NICER / ISS Science Nugget for October 5, 2018




The 2018 outburst of MAXI J1820+070 as seen with NICER

Black hole X-ray binaries are systems in which a sun-like star orbits a stellar-mass black hole. At some point in the life of these systems the sun-like star will start to expand and, due to the gravitational pull of the black hole, matter from the star will begin to transfer, resulting in the formation of an accretion disk around the black hole. An artist's impression of a black hole X-ray binary can be seen in the accompanying figure. As matter spirals inward through the disk and toward the black hole, it heats up to temperatures of millions of degrees, resulting in the thermal emission of X-rays. These X-rays carry information about the properties of the black hole and its close environment.
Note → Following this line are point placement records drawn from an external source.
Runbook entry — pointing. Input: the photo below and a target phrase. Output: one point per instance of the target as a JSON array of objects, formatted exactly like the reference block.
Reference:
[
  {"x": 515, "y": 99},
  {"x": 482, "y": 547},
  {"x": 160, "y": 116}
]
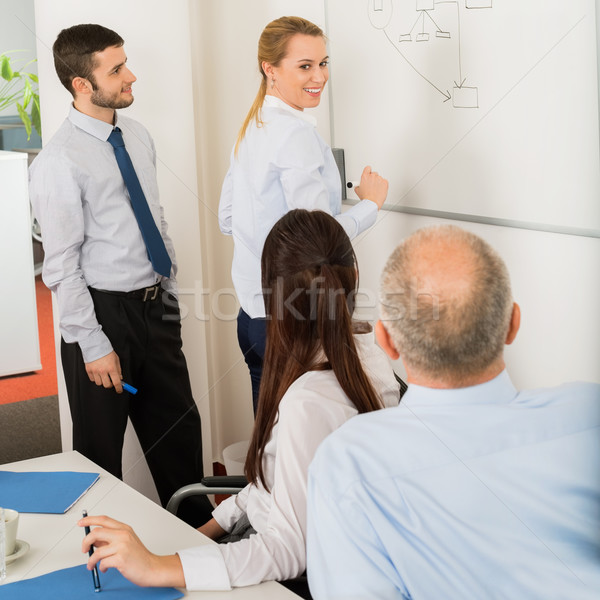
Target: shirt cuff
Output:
[
  {"x": 95, "y": 346},
  {"x": 204, "y": 568},
  {"x": 228, "y": 513}
]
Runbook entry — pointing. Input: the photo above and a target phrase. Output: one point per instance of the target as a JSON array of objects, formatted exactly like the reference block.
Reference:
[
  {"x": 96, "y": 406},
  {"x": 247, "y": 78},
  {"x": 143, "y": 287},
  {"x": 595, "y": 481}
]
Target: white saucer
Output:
[{"x": 21, "y": 548}]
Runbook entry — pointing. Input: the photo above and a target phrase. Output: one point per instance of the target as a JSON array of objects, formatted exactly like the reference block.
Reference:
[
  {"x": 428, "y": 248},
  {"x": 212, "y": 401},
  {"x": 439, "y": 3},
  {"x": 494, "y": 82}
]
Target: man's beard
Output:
[{"x": 99, "y": 99}]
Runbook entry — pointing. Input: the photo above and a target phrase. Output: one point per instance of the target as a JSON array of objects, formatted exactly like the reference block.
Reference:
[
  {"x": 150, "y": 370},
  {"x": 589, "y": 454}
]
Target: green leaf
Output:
[
  {"x": 35, "y": 114},
  {"x": 5, "y": 69},
  {"x": 27, "y": 93},
  {"x": 26, "y": 120}
]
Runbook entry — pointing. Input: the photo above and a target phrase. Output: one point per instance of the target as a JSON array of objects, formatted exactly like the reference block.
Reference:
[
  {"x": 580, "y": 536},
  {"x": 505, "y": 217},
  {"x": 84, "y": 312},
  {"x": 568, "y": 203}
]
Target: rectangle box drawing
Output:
[
  {"x": 425, "y": 4},
  {"x": 465, "y": 97},
  {"x": 478, "y": 3}
]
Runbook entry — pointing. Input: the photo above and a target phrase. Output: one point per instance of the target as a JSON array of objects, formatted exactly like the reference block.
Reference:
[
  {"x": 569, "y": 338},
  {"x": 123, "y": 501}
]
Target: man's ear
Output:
[
  {"x": 515, "y": 323},
  {"x": 81, "y": 86},
  {"x": 385, "y": 341}
]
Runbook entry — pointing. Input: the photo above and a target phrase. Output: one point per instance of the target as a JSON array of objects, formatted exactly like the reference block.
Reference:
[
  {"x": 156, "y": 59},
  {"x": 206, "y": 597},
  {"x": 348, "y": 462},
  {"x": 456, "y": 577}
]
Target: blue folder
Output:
[
  {"x": 43, "y": 492},
  {"x": 76, "y": 583}
]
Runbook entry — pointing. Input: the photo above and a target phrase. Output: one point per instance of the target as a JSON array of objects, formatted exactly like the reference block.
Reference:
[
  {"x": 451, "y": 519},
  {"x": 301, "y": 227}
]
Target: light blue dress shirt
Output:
[
  {"x": 475, "y": 493},
  {"x": 282, "y": 165},
  {"x": 90, "y": 234}
]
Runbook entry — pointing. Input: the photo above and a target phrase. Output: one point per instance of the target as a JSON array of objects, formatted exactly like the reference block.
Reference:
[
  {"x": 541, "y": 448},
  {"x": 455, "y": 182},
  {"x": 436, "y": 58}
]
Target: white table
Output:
[{"x": 55, "y": 540}]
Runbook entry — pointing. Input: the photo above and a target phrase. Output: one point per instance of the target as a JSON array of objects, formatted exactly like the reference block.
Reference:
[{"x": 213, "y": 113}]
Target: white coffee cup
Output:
[{"x": 11, "y": 522}]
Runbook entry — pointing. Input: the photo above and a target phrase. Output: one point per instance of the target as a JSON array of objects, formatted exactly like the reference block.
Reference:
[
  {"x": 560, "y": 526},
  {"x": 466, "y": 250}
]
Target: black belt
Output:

The accretion of matter into a black hole is generally not a continuous process. Over time matter accumulates in the outer parts of the accretion disk and occasionally this matter is dumped into the black hole over a period of weeks to months. This is observed as an outburst of X-ray emission from the source. It is during such outbursts that most of these otherwise dormant black holes are discovered. This was also the case for MAXI J1820+070, a black hole X-ray binary that was first detected in X-rays in early March of this year. NICER has observed the outburst of MAXI J1820+070, which is nearing its end, in great detail.



Figure: Panel (a) shows the evolution of the NICER-measured X-ray brightness (count rate) of MAXI J1820+070 in the 0.5–10 keV band, revealing an outburst that can roughly be split into two phases. These two phases have very different spectral properties, as evidenced by the X-ray color evolution in panel (b). The X-ray color is defined as the ratio of count rates in a high and a low energy band. The color evolution shows that the first phase of the outburst was spectrally hard (i.e., dominated by high-energy flux), while the second (brighter) phase was softer (i.e., relatively stronger low-energy contribution). These spectral variations are the result of changes in the central part of the accretion disk, which in turn are caused by changes in the mass accretion rate. In panel (c) the information from panels (a) and (b) is combined into a color-intensity diagram, which can be used to study how spectral properties depend on the brightness of the source.


MAXI J1820+070 traced out a dolphin-shaped loop in the color-intensity diagram (in a counter-clockwise direction). Importantly, it reveals that the change from spectrally hard to soft occurred at a higher count rate than the change from soft to hard. This decoupling between brightness and spectral properties has been seen in other sources as well (although rarely in such beautiful detail), but is still poorly understood.

We expect that an analysis of the full NICER dataset of the outburst will shed new light on the origin of the color-intensity loops.